Bob
Bob

Reputation: 1396

Adding Elements from a List of Lists to a Set?

I'm attempting to add elements from a list of lists into a set. For example if I had

new_list=[['blue','purple'],['black','orange','red'],['green']]

How would I receive

new_set=(['blue','purple'],['black','orange','red'],['green'])

I'm trying to do this so I can use intersection to find out what elements appear in 2 sets. I thought this would work...

results=set()
results2=set()
for element in new_list:
    results.add(element)

for element in new_list2:
    results2.add(element)
results3=results.intersection(results2)

but I keep receiving:

TypeError: unhashable type: 'list' 

for some reason.

Upvotes: 0

Views: 1683

Answers (3)

abarnert
abarnert

Reputation: 365717

How would I receive

new_set=(['blue','purple'],['black','orange','red'],['green'])

Well, despite the misleading name, that's not a set of anything, that's a tuple of lists. To convert a list of lists into a tuple of lists:

new_set = tuple(new_list)

Maybe you wanted to receive this?

new_set=set([['blue','purple'],['black','orange','red'],['green']])

If so… you can't. A set cannot contain unhashable values like lists. That's what the TypeError is telling you.

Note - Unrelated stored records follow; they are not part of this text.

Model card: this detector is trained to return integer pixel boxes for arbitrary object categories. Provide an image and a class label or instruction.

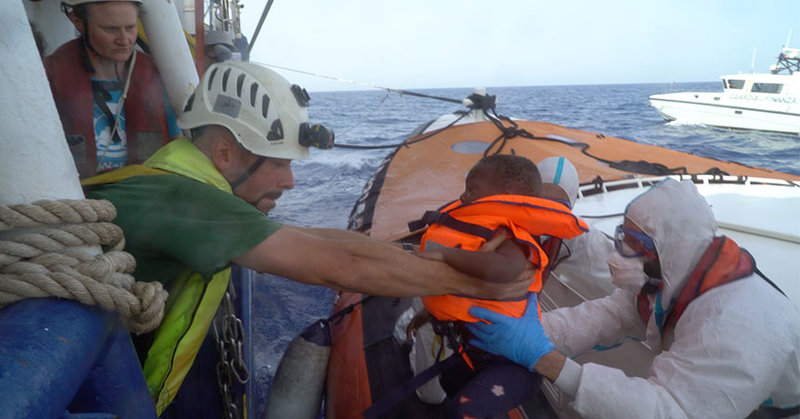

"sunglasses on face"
[614,224,656,258]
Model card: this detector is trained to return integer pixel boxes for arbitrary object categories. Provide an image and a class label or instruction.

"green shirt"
[86,174,281,285]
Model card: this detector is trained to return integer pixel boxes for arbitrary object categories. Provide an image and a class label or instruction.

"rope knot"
[0,200,167,333]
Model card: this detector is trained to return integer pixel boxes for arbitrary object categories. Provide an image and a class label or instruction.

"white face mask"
[606,252,648,293]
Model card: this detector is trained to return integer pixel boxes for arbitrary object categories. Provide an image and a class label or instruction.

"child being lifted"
[409,154,588,418]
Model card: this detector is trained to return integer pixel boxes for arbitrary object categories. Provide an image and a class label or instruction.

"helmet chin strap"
[231,156,267,190]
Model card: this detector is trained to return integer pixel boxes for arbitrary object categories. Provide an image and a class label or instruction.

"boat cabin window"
[723,79,744,89]
[750,83,783,93]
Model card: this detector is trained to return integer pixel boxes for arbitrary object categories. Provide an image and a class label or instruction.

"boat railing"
[578,174,800,198]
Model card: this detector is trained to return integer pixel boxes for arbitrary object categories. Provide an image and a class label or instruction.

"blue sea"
[251,82,800,408]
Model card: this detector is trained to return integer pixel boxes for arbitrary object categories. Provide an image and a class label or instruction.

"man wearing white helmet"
[44,0,181,178]
[84,61,527,414]
[470,179,800,418]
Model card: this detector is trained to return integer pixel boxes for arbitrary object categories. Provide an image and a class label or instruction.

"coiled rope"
[0,200,167,333]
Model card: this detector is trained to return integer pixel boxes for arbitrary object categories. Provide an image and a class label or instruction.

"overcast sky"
[242,0,800,91]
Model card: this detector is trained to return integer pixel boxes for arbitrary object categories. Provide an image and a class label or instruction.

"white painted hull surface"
[650,92,800,135]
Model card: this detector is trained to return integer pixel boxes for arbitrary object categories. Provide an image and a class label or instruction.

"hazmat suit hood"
[625,178,717,344]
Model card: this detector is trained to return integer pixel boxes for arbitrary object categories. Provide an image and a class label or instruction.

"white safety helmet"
[178,61,333,159]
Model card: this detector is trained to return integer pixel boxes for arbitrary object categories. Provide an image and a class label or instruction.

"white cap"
[63,0,142,7]
[536,157,580,207]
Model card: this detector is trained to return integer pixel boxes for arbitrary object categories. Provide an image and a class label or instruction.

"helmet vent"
[222,68,231,92]
[236,74,245,97]
[183,93,194,112]
[250,83,266,107]
[206,68,217,90]
[261,95,276,118]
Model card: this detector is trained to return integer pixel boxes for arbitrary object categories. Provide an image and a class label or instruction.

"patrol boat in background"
[324,92,800,419]
[6,0,800,419]
[650,47,800,135]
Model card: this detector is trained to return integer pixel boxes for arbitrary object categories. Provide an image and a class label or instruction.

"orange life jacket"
[44,38,169,179]
[662,236,756,330]
[412,195,589,322]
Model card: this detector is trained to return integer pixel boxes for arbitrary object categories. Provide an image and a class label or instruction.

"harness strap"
[408,211,494,240]
[231,156,267,189]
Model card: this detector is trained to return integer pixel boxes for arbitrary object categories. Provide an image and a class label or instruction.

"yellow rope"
[0,200,167,333]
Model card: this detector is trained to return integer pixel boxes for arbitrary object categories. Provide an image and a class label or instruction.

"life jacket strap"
[408,211,494,240]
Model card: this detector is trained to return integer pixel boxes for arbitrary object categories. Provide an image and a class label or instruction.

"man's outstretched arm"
[233,227,530,299]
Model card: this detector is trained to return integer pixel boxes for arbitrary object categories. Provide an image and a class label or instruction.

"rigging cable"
[252,61,462,105]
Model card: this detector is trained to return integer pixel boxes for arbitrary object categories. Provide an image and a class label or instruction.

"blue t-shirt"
[92,78,181,172]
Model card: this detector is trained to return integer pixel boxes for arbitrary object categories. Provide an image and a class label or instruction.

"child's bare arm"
[418,240,527,282]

If this weren't a problem, all you'd have to do is write:

new_set = set(new_list)

And anything more complicated you write will have exactly the same problem as just calling set, so there's no tricky way around it.


Of course you can have a set of tuples, since they're hashable. So, maybe you wanted this:

new_set=set([('blue','purple'),('black','orange','red'),('green')])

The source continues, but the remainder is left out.